Am 24. März 1981 verstarb die Stiefmutter der Erblasserin, die Witwe A. B.. Der Testamentsvollstrecker, der Ehemann der Klägerin, veräußerte in 1982/83 den Landwirtschaftlichen Grundbesitz der Erblasserin zu einem Preis von 283.695 DM und kehrte von diesem Erlös ein viertel (70.923 DM) an die Klägerin aus. Im Februar 1986 wurde das Erbschaftsteuerfinanzamt von der Landwirtschaftlichen Betriebsprüfungsstelle des Finanzamts H. auf diesen Vorgang aufmerksam gemacht. Dieses erließ daraufhin am 12. Dezember 1988 gegen die Klägerin einen Erbschaftsteuerbescheid, der unter Anwendung der Steuerklasse IV eine Erbschaftsteuer von 14.938 DM festsetzte. Hiergegen wandte sich die Klägerin mit dem Einspruch, über den bisher – im Einvernehmen der Beteiligten – nicht entschieden worden ist.

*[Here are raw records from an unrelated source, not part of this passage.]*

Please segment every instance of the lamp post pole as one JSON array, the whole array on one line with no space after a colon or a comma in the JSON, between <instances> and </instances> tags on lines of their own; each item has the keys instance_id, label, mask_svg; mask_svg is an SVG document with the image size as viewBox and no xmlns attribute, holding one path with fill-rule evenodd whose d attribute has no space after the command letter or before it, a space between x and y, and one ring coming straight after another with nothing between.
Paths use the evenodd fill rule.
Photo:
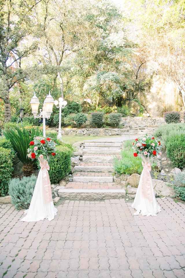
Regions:
<instances>
[{"instance_id":1,"label":"lamp post pole","mask_svg":"<svg viewBox=\"0 0 185 278\"><path fill-rule=\"evenodd\" d=\"M62 140L62 129L61 128L61 118L62 116L62 108L64 108L67 104L66 100L64 100L62 98L59 98L58 100L55 100L54 103L57 108L59 108L59 124L58 132L57 138L59 140Z\"/></svg>"}]
</instances>

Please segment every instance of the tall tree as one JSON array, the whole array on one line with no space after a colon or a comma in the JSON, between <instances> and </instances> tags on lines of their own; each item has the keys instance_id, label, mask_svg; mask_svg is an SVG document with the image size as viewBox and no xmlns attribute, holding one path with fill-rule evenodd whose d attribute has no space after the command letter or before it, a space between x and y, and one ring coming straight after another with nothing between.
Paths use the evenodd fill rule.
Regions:
<instances>
[{"instance_id":1,"label":"tall tree","mask_svg":"<svg viewBox=\"0 0 185 278\"><path fill-rule=\"evenodd\" d=\"M9 120L10 90L27 77L22 60L35 52L38 41L28 39L35 34L32 16L42 0L0 0L0 97L4 103L5 121Z\"/></svg>"}]
</instances>

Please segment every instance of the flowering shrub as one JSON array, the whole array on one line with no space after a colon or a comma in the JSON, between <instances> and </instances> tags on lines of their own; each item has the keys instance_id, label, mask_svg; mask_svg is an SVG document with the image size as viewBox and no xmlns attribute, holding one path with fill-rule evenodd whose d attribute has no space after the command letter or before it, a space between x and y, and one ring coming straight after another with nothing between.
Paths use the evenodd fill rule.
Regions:
<instances>
[{"instance_id":1,"label":"flowering shrub","mask_svg":"<svg viewBox=\"0 0 185 278\"><path fill-rule=\"evenodd\" d=\"M134 156L136 157L138 155L150 157L161 154L160 142L156 140L153 136L146 134L142 138L136 138L132 145L135 151Z\"/></svg>"},{"instance_id":2,"label":"flowering shrub","mask_svg":"<svg viewBox=\"0 0 185 278\"><path fill-rule=\"evenodd\" d=\"M42 155L45 159L49 160L50 156L55 156L56 144L51 138L47 137L45 139L37 137L34 140L29 143L27 150L28 157L33 160Z\"/></svg>"}]
</instances>

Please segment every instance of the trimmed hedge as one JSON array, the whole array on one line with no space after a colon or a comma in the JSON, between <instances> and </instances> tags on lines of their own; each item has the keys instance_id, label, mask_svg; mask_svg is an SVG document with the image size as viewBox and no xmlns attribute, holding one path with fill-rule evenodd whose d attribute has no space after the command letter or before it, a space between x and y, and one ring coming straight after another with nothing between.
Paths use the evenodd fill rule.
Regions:
<instances>
[{"instance_id":1,"label":"trimmed hedge","mask_svg":"<svg viewBox=\"0 0 185 278\"><path fill-rule=\"evenodd\" d=\"M51 183L59 182L71 171L72 152L65 145L57 146L58 152L55 156L51 158L49 162L49 175Z\"/></svg>"},{"instance_id":2,"label":"trimmed hedge","mask_svg":"<svg viewBox=\"0 0 185 278\"><path fill-rule=\"evenodd\" d=\"M180 115L179 112L175 111L166 112L164 113L164 117L165 121L167 124L170 124L171 122L177 123L180 121Z\"/></svg>"},{"instance_id":3,"label":"trimmed hedge","mask_svg":"<svg viewBox=\"0 0 185 278\"><path fill-rule=\"evenodd\" d=\"M23 177L19 179L12 179L9 183L9 194L12 202L17 209L28 209L34 192L37 177Z\"/></svg>"},{"instance_id":4,"label":"trimmed hedge","mask_svg":"<svg viewBox=\"0 0 185 278\"><path fill-rule=\"evenodd\" d=\"M14 170L11 149L0 147L0 196L8 192L8 183Z\"/></svg>"},{"instance_id":5,"label":"trimmed hedge","mask_svg":"<svg viewBox=\"0 0 185 278\"><path fill-rule=\"evenodd\" d=\"M111 113L108 118L111 125L117 127L119 126L121 120L121 114L120 113Z\"/></svg>"},{"instance_id":6,"label":"trimmed hedge","mask_svg":"<svg viewBox=\"0 0 185 278\"><path fill-rule=\"evenodd\" d=\"M103 125L103 113L97 112L91 113L90 124L96 127L101 127Z\"/></svg>"},{"instance_id":7,"label":"trimmed hedge","mask_svg":"<svg viewBox=\"0 0 185 278\"><path fill-rule=\"evenodd\" d=\"M174 166L182 169L185 167L185 136L184 134L172 136L166 143L166 155Z\"/></svg>"}]
</instances>

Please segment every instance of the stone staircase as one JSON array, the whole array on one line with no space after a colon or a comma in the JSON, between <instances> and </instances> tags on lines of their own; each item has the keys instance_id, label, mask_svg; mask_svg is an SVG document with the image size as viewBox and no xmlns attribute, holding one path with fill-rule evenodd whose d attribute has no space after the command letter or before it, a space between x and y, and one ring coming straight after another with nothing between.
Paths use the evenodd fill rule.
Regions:
<instances>
[{"instance_id":1,"label":"stone staircase","mask_svg":"<svg viewBox=\"0 0 185 278\"><path fill-rule=\"evenodd\" d=\"M122 142L110 139L101 142L86 141L82 161L74 167L72 182L65 189L60 189L59 195L70 199L96 200L123 197L125 190L113 180L114 158L119 157Z\"/></svg>"}]
</instances>

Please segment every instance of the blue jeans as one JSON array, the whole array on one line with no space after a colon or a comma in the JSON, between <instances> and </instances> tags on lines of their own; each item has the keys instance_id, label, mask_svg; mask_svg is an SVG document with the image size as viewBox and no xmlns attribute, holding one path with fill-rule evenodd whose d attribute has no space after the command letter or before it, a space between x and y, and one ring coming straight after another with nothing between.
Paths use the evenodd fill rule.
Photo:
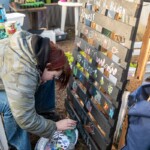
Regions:
<instances>
[{"instance_id":1,"label":"blue jeans","mask_svg":"<svg viewBox=\"0 0 150 150\"><path fill-rule=\"evenodd\" d=\"M48 81L39 86L35 93L35 109L37 113L48 112L55 108L55 82ZM0 113L4 116L4 127L8 143L17 150L31 150L27 131L21 129L9 107L5 91L0 91Z\"/></svg>"}]
</instances>

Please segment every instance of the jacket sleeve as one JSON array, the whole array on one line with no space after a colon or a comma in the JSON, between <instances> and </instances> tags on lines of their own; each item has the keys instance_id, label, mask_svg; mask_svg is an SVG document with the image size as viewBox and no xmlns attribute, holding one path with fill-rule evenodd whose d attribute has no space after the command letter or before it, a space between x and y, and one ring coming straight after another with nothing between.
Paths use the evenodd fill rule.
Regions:
<instances>
[{"instance_id":1,"label":"jacket sleeve","mask_svg":"<svg viewBox=\"0 0 150 150\"><path fill-rule=\"evenodd\" d=\"M56 123L38 115L35 110L34 94L38 83L35 74L10 72L3 77L3 83L11 112L18 125L38 136L51 138L56 131Z\"/></svg>"}]
</instances>

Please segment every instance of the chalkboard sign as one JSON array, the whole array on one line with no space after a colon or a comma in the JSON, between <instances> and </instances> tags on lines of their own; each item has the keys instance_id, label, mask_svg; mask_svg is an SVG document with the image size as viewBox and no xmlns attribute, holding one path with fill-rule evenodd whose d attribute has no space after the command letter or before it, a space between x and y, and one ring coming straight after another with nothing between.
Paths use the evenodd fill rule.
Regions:
<instances>
[{"instance_id":1,"label":"chalkboard sign","mask_svg":"<svg viewBox=\"0 0 150 150\"><path fill-rule=\"evenodd\" d=\"M91 150L111 149L142 0L82 0L66 108Z\"/></svg>"}]
</instances>

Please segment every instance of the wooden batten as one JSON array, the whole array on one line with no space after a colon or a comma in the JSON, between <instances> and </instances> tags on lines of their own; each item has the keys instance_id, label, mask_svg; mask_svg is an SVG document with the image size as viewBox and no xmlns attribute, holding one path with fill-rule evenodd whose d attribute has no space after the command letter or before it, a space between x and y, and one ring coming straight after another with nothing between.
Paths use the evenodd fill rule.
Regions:
<instances>
[{"instance_id":1,"label":"wooden batten","mask_svg":"<svg viewBox=\"0 0 150 150\"><path fill-rule=\"evenodd\" d=\"M66 107L80 120L77 127L89 149L107 150L113 145L142 1L82 2Z\"/></svg>"}]
</instances>

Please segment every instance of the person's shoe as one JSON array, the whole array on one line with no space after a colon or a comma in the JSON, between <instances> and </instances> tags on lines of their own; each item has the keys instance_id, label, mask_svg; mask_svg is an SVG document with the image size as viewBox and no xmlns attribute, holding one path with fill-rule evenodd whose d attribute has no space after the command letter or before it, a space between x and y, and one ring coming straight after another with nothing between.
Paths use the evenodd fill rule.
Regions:
<instances>
[{"instance_id":1,"label":"person's shoe","mask_svg":"<svg viewBox=\"0 0 150 150\"><path fill-rule=\"evenodd\" d=\"M40 115L46 119L50 119L55 122L62 119L62 117L56 111L44 112L44 113L41 113Z\"/></svg>"}]
</instances>

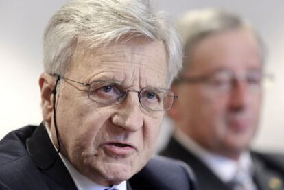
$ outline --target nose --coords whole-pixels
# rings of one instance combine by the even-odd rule
[[[111,121],[128,132],[135,132],[143,126],[143,117],[137,93],[130,91],[117,111],[112,116]]]
[[[249,93],[246,81],[235,81],[230,97],[230,108],[239,111],[246,108],[248,103]]]

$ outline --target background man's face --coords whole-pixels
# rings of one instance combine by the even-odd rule
[[[96,51],[80,46],[65,77],[86,83],[113,80],[141,91],[165,88],[167,67],[163,43],[137,38]],[[137,92],[129,92],[119,105],[102,106],[88,99],[84,86],[62,80],[58,88],[57,123],[62,154],[78,170],[108,185],[130,178],[145,165],[163,111],[143,108]],[[54,127],[51,132],[56,141]]]
[[[257,42],[249,32],[230,30],[198,42],[189,56],[185,77],[212,77],[206,82],[176,86],[179,99],[171,111],[174,119],[206,149],[237,157],[258,124],[262,68]],[[237,80],[226,80],[230,75]]]

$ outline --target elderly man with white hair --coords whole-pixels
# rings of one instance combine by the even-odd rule
[[[182,51],[150,1],[70,1],[43,49],[43,121],[0,141],[1,189],[191,189],[187,166],[151,158]]]

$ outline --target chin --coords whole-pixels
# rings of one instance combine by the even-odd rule
[[[111,184],[119,184],[127,180],[138,172],[138,169],[130,165],[121,163],[110,163],[103,166],[101,170],[102,177]]]

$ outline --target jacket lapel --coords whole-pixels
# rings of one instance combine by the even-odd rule
[[[187,163],[196,174],[198,189],[230,189],[202,161],[185,150],[174,138],[171,139],[168,146],[161,154],[181,160]]]
[[[77,189],[68,170],[50,141],[45,126],[41,123],[30,139],[27,149],[37,167],[66,189]],[[51,180],[51,181],[53,181]]]

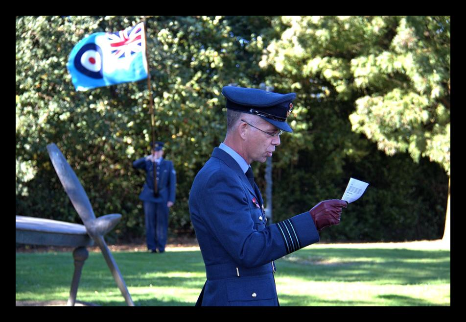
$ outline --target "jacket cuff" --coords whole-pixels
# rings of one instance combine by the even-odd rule
[[[283,239],[286,254],[319,241],[320,238],[312,217],[308,212],[277,223]]]

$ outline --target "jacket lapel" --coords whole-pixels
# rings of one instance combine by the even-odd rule
[[[239,177],[239,179],[243,182],[243,184],[246,186],[248,190],[249,190],[249,192],[256,196],[256,198],[258,199],[260,198],[260,196],[256,196],[254,188],[251,186],[249,180],[248,180],[246,174],[243,172],[241,167],[239,166],[238,163],[236,162],[236,161],[234,160],[234,159],[232,158],[230,154],[220,148],[215,148],[213,149],[213,152],[212,152],[211,156],[213,158],[219,159],[225,162],[227,166],[230,167],[232,170],[234,171],[235,173],[238,175],[238,177]]]

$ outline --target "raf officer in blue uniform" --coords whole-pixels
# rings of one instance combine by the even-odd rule
[[[151,144],[152,154],[133,163],[134,168],[146,172],[139,198],[144,205],[147,248],[154,253],[165,251],[168,208],[175,203],[176,190],[176,172],[172,162],[163,158],[163,144]]]
[[[194,179],[189,211],[207,281],[196,305],[278,306],[274,261],[319,240],[339,223],[346,201],[321,201],[267,225],[251,165],[264,162],[292,132],[295,93],[226,86],[227,134]]]

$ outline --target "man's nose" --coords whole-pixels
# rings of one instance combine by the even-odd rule
[[[272,144],[274,146],[280,145],[280,136],[274,136],[272,140]]]

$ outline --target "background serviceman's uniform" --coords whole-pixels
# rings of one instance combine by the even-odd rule
[[[256,114],[292,131],[285,121],[294,93],[237,87],[224,87],[222,93],[227,108]],[[279,305],[273,261],[319,241],[308,211],[266,225],[262,197],[250,169],[222,144],[194,179],[189,211],[207,277],[196,305]]]
[[[168,201],[175,202],[176,172],[171,161],[161,158],[154,164],[145,157],[133,163],[136,169],[146,172],[146,179],[139,198],[143,201],[147,248],[162,252],[166,245],[168,225]],[[156,169],[154,169],[154,165]],[[156,171],[159,196],[154,194],[154,171]]]

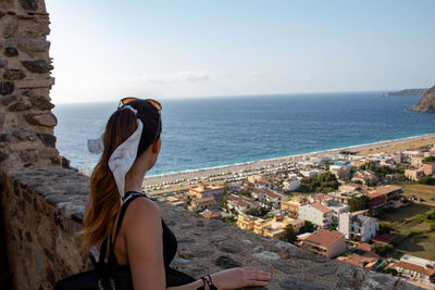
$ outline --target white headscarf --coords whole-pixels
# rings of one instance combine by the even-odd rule
[[[137,115],[137,111],[129,105],[124,105],[121,110],[129,109],[135,115]],[[140,142],[140,136],[142,134],[144,124],[137,118],[137,129],[121,143],[115,151],[113,151],[112,155],[109,159],[109,168],[113,173],[113,177],[115,178],[117,190],[120,191],[120,199],[124,197],[125,190],[125,175],[132,168],[133,163],[137,156],[137,149]],[[89,139],[88,140],[88,149],[92,153],[101,153],[104,151],[103,143],[103,135],[99,139]]]

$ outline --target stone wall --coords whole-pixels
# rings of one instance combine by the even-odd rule
[[[89,178],[60,162],[44,0],[0,0],[0,289],[52,289],[88,267],[77,231]],[[183,207],[160,204],[178,237],[173,266],[194,276],[235,266],[273,274],[268,289],[413,289]]]
[[[0,0],[0,167],[57,160],[44,0]]]
[[[3,173],[1,185],[15,289],[52,289],[55,280],[88,267],[76,236],[88,177],[55,165],[28,166]],[[273,275],[265,289],[414,289],[393,276],[368,273],[179,206],[159,206],[178,239],[172,265],[197,278],[228,267],[256,266]]]
[[[88,177],[49,165],[10,171],[0,181],[9,280],[14,288],[52,289],[60,277],[86,269],[76,234]]]

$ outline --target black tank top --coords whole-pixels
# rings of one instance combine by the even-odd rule
[[[124,217],[124,214],[126,212],[126,207],[129,205],[129,203],[136,199],[136,198],[147,198],[152,200],[152,198],[148,198],[147,196],[135,192],[135,191],[127,191],[124,194],[123,201],[125,205],[125,210],[121,212],[120,218],[117,222],[116,227],[121,228],[122,219]],[[163,263],[164,263],[164,269],[165,269],[165,277],[166,277],[166,287],[175,287],[175,286],[182,286],[186,283],[194,282],[195,279],[182,272],[178,272],[176,269],[173,269],[170,267],[170,264],[172,260],[174,260],[176,250],[177,250],[177,240],[175,238],[174,232],[166,226],[162,218],[162,242],[163,242]],[[115,231],[115,238],[117,236],[117,230]],[[129,265],[120,265],[116,260],[116,255],[113,255],[113,264],[115,265],[115,268],[119,268],[121,270],[129,270]]]

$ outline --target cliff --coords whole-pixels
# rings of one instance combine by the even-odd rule
[[[53,135],[48,16],[44,0],[0,0],[0,289],[52,289],[89,267],[77,237],[89,178],[54,164],[65,162]],[[178,238],[173,266],[194,277],[251,265],[272,273],[265,289],[417,289],[183,207],[160,206]]]
[[[435,86],[428,89],[412,111],[435,113]]]
[[[55,280],[85,270],[77,231],[89,178],[57,165],[0,173],[0,197],[12,287],[52,289]],[[172,266],[196,278],[237,266],[272,273],[254,289],[419,289],[394,276],[313,254],[233,225],[210,220],[181,206],[159,203],[178,240]]]
[[[423,96],[427,89],[406,89],[399,91],[387,91],[381,94],[381,97],[400,97],[400,96]]]

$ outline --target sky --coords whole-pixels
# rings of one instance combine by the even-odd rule
[[[46,0],[54,103],[435,85],[433,0]]]

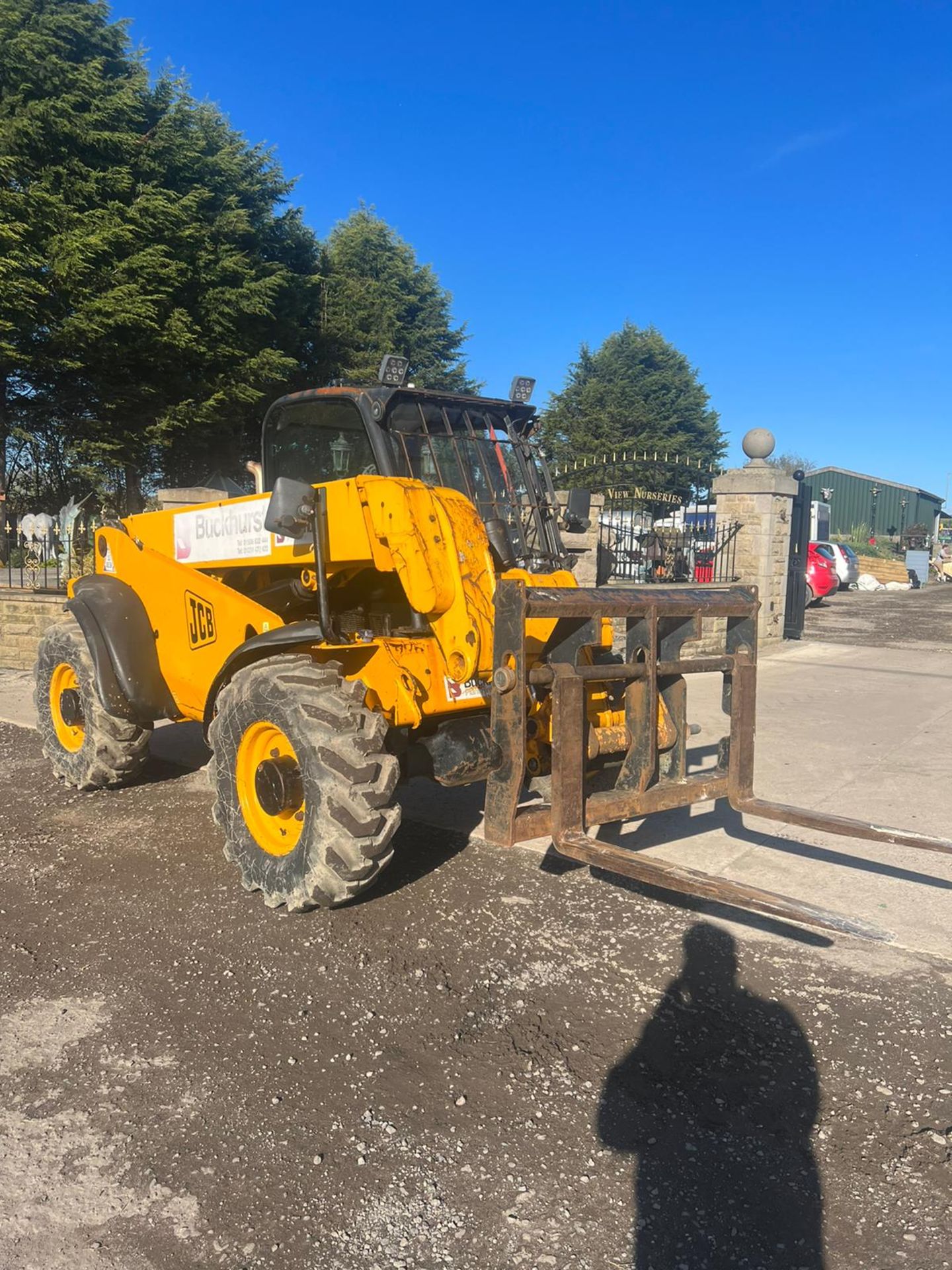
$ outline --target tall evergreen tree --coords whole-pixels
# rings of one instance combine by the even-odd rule
[[[626,448],[716,462],[725,451],[718,414],[698,372],[654,326],[626,323],[593,353],[583,344],[542,438],[557,460]]]
[[[325,248],[322,334],[336,373],[373,380],[385,353],[410,359],[421,387],[475,391],[453,326],[452,296],[428,264],[372,208],[359,207]]]
[[[311,380],[319,246],[211,104],[150,85],[99,0],[0,0],[0,460],[53,419],[119,475],[235,467],[261,398]]]
[[[63,347],[83,222],[128,194],[122,156],[143,127],[147,76],[122,24],[89,0],[0,3],[0,489],[10,442],[48,425],[79,363]]]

Zugleich beantragte die Klägerin, die Vollziehung des Erbschaftsteuerbescheides auszusetzen, da Festsetzungsverjährung eingetreten sei. Eine Anlaufhemmung nach § 170 Abs. 2 Nr. 1 AO komme, nicht in Betracht, da gemäß § 30 Abs. 3 Satz 1 ErbStG sie keine Anzeigepflicht für den Erwerb treffe.

Mit den angefochtenen Bescheiden lehnte das FA und ihm folgend die OFD Hannover die Aussetzung der Vollziehung der Erbschaftsteuer ab.

Hiergegen wendet sich die Klägerin mit der Klage und trägt vor: Sie, die Klägerin, sei zwar nicht – wie im Testament angegeben – die Nichte der Erblasserin, sondern das Enkelkind des Bruders der Mutter der Erblasserin (Cousine bzw. Base), wenn insoweit im Testament das Verwandschaftsverhältnis zwischen ihr und der Erblasserin auch nicht korrekt beschrieben sei, so sei doch nach dem Sinn und Zweck der Vorschrift des § 30 Abs. 3 ErbStG davon auszugehen, daß dessen rechtliche Folge, nämlich der Wegfall der Anlaufhemmung, eingetreten sei, da auch aufgrund des im Testament ungenau beschriebenen Verwandtschaftsverhältnisses das Finanzamt habe tätig werden müssen. Denn ihr Erwerb laut Testament als „Nichte” habe über dem Freibetrag der Steuerklasse III gelegen. Habe aber das Finanzamt erkennen können, daß ein steuerpflichtiger Erwerb gegeben sei, so hätte es sie oder den Testamentsvollstrecker zur Abgabe einer Steuererklärung bei Eintritt der für das Vermächtnis maßgebenden Bedingung, nämlich des Todes der Stiefmutter der Erblasserin, auffordern können. Das sei aber nicht geschehen. Im übrigen müsse dem Beklagten das zutreffende Verwandtschaftsverhältnis zwischen ihr und der Erblasserin bekannt gewesen sein, da dieses für die unmittelbar nach dem Tode der Erblasserin zu erfüllenden Vermächtnisse...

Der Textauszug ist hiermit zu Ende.